“For each taxable transaction, the tax is 19 percent of the assessment basis,” says the Sales Tax Act. But it’s not that simple after all, hundreds of exceptions are regulated in detail below. The Federal Court of Auditors is pushing for a significant streamlining.
The Federal Audit Office sees an urgent need for reform of sales tax and recommends “fundamentally revising the catalog of tax reductions”. Further tax breaks should be avoided and existing concessions consistently abolished, write the examiners in a letter to the members of the Finance Committee in the Bundestag.
Specifically, the point is that some goods and services are exempt from the full tax rate, instead of the normal 19 percent, sales tax is 7 percent. This sometimes leads to regulations that are difficult to understand. For example, 19 percent sales tax has to be paid for hot coffee with a dash of milk. However, if the milk content is at least 75 percent, the sales tax is 7 percent. Excluded is a coffee with plant-based milk substitutes such as soy milk – here again 19 percent are due.

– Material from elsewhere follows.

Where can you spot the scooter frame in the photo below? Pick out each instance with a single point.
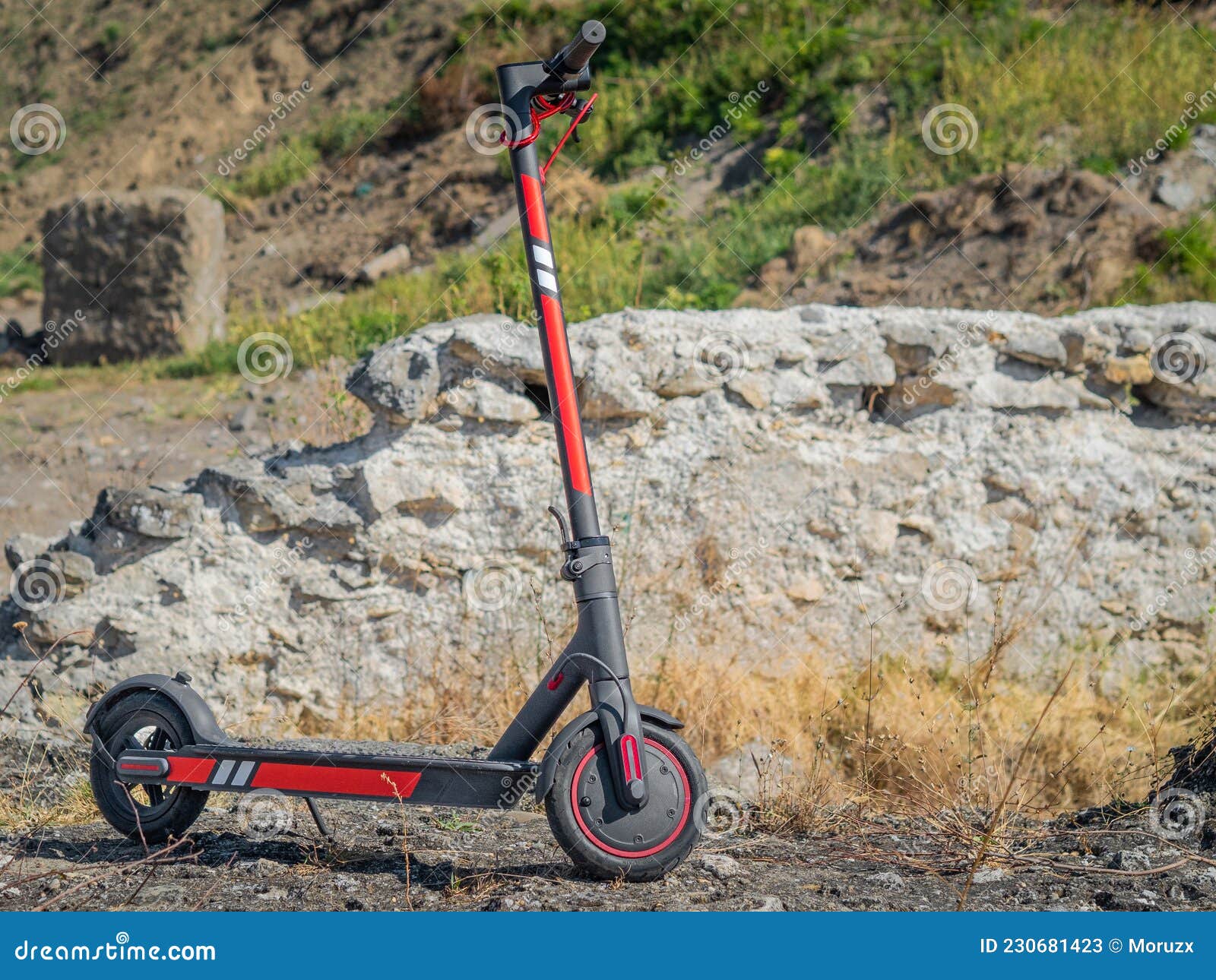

“The annual tax benefit from the reduced sales tax rate is almost 35 billion euros,” says the report. The catalog of reductions also leads to delimitation difficulties, write the auditors, for example when it has to be determined “from when the swimming pool (reduced tax rate) becomes a fun pool (general tax rate)”. As early as 2010, the Federal Court of Auditors pointed out the urgent need for reform of the reduced VAT rate, according to Tuesday’s letter. “Instead of a sweeping reform, the catalog of tax reductions has been expanded.”